As soon as you choose the major that will be inscribed on your magical ticket to a middle-class lifestyle — a college diploma — your path in life will be unalterably changed. Although you might be among the 62.1 percent of Americans that the New York Federal Reserve estimates are not in a job related to their degree, nothing can take away the pride you’ll feel when you proudly declare that you were a double major in microbiology and philosophy.

It’s important to note, though, that if you fail to major in a science, technology, engineering or mathematics (STEM) field and, subsequently, are not able to find a decent job, by definition you are a slacker unworthy of sympathy. 

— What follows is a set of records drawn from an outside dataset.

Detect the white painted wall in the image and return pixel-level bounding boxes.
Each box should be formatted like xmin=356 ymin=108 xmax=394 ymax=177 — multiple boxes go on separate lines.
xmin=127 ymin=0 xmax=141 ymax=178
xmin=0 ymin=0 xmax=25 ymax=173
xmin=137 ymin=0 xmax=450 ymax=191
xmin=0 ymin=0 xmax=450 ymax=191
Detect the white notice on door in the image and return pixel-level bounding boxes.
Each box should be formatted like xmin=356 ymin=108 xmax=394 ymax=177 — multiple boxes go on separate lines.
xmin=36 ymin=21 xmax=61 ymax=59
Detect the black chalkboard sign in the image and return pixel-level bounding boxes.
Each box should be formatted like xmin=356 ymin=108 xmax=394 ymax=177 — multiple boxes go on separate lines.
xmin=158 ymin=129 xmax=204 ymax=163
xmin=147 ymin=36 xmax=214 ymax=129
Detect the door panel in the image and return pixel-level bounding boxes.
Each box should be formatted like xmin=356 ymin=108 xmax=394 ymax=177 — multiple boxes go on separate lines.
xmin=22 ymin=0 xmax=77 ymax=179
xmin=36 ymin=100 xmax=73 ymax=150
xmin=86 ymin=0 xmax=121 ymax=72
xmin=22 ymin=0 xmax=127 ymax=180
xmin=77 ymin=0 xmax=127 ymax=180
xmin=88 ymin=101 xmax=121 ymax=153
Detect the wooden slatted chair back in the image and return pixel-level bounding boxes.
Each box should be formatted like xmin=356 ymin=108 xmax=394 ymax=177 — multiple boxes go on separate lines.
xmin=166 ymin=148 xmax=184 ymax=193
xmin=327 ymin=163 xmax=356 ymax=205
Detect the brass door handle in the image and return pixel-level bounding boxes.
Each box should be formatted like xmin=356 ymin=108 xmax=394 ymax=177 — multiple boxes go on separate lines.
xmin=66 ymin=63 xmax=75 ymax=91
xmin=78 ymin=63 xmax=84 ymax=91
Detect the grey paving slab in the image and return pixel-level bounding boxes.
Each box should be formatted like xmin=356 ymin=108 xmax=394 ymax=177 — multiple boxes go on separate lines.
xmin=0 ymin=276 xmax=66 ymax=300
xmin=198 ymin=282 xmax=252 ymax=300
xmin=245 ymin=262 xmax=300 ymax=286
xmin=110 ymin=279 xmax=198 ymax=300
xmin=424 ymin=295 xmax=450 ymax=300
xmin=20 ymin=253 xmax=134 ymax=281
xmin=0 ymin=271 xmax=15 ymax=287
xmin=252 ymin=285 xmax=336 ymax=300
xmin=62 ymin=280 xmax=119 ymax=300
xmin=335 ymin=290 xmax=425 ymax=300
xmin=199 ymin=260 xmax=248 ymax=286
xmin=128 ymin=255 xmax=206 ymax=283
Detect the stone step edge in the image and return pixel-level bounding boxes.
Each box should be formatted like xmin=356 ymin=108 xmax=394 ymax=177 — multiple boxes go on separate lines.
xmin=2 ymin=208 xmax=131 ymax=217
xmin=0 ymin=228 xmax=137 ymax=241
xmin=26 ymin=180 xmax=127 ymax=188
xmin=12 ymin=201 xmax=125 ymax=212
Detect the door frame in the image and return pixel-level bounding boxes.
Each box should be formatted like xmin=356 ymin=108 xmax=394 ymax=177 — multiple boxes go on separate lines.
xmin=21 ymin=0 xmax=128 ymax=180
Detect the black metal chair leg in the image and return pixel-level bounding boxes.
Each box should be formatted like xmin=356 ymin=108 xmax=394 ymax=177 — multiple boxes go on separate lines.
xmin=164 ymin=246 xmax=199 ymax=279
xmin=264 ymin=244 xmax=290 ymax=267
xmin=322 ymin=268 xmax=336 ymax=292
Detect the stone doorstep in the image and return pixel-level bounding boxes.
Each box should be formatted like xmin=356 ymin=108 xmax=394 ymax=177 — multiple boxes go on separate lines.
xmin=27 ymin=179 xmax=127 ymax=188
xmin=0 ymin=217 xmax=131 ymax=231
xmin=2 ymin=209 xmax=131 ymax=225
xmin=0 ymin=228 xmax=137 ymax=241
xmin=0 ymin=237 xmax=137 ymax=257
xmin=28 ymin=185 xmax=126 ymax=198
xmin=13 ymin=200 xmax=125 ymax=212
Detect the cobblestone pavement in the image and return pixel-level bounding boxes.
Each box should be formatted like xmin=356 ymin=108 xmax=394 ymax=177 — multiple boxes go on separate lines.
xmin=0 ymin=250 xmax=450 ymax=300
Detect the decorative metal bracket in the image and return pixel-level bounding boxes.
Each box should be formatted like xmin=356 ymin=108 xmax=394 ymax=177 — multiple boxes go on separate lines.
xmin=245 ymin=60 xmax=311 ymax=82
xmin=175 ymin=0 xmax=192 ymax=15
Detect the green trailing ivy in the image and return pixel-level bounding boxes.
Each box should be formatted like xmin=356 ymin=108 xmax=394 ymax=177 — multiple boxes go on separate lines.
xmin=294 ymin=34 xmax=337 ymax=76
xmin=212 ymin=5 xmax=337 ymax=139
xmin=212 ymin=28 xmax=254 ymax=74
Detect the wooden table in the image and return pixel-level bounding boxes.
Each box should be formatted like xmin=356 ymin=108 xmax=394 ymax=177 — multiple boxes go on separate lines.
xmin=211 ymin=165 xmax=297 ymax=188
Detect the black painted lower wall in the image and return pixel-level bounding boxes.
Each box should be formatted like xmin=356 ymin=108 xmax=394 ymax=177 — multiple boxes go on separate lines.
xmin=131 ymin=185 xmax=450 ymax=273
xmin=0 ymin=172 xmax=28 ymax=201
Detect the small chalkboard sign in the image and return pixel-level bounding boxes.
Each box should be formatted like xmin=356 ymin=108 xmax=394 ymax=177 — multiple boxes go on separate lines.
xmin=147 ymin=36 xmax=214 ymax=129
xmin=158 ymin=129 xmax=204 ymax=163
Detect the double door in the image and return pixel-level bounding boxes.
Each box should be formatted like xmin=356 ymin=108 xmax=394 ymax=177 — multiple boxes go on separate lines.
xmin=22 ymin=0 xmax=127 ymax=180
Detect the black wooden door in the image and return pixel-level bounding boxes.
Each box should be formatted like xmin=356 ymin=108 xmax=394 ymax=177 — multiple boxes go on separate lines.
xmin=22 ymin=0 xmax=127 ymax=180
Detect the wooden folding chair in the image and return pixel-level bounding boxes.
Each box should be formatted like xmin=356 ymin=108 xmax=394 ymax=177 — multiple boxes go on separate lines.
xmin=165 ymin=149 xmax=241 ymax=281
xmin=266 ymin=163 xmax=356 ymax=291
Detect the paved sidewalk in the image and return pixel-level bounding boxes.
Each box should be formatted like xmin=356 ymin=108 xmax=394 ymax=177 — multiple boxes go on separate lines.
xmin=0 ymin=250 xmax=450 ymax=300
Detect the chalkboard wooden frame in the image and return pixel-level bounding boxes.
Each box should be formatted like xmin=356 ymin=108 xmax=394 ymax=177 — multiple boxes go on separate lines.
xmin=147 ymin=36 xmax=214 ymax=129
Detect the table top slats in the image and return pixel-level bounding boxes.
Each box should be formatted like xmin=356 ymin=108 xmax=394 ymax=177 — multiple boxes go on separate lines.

According to a May 2013 study from the Georgetown University Center on Education and the Workforce, there were significant differences between unemployment rates by major. The study indicated that recent graduates in engineering had approximately a 7.4 percent unemployment rate whereas holders of a liberal arts degree of psychology — my major — had a whopping 8.8 percent unemployment rate. Quite clearly you should base your entire college career around that astonishing 1.4 percent difference or, even better, steer clear of STEM and major in education or recreation, which had 5.7 percent and 5.2 percent unemployment rates, respectively. 

Conversely, you could try to pick a major based on what employers say they want. In the latest survey conducted by CareerBuilder and CareerRookie.com, hiring managers and human resource professionals said that the top two majors they look for are business, 39 percent, and information sciences and technology, 28 percent. Choose one of these majors and you are sure to get a job. 

Sure, 43 percent of employers aren’t even planning on hiring recent graduates and a quarter do not believe that recent graduates have the right skills to be hired, but that’s irrelevant. This is especially true when a whole 10 percent of that quarter believe it’s because there are not enough people with majors they are looking for. With 2.5 percent of employers in need of graduates with specific majors, there is great opportunity — if only you would choose the correct major.

Some might argue with this position and say that choosing your major based solely on career prospects is short-sighted — being mediocre in a major you don’t like will not guarantee you a job. Do yourself a favor and do not listen to these people, because they are probably history majors planning on going to law school or something else ridiculously out of touch (political science comes to mind).

The point is that somewhere in this great University there is a magical major where, if you just fulfill the basic requirements, you are guaranteed a job. Unfortunately, employers are being particularly cagey and refuse to outright state that magic major. Instead, similarly to a survey conducted by the National Association of Colleges and Employers, employers allude to vague skills, such as being able to work in a team and solve problems, as those they most value. These skills can not be attributed to a single major so, logically, the employers must be speaking in code.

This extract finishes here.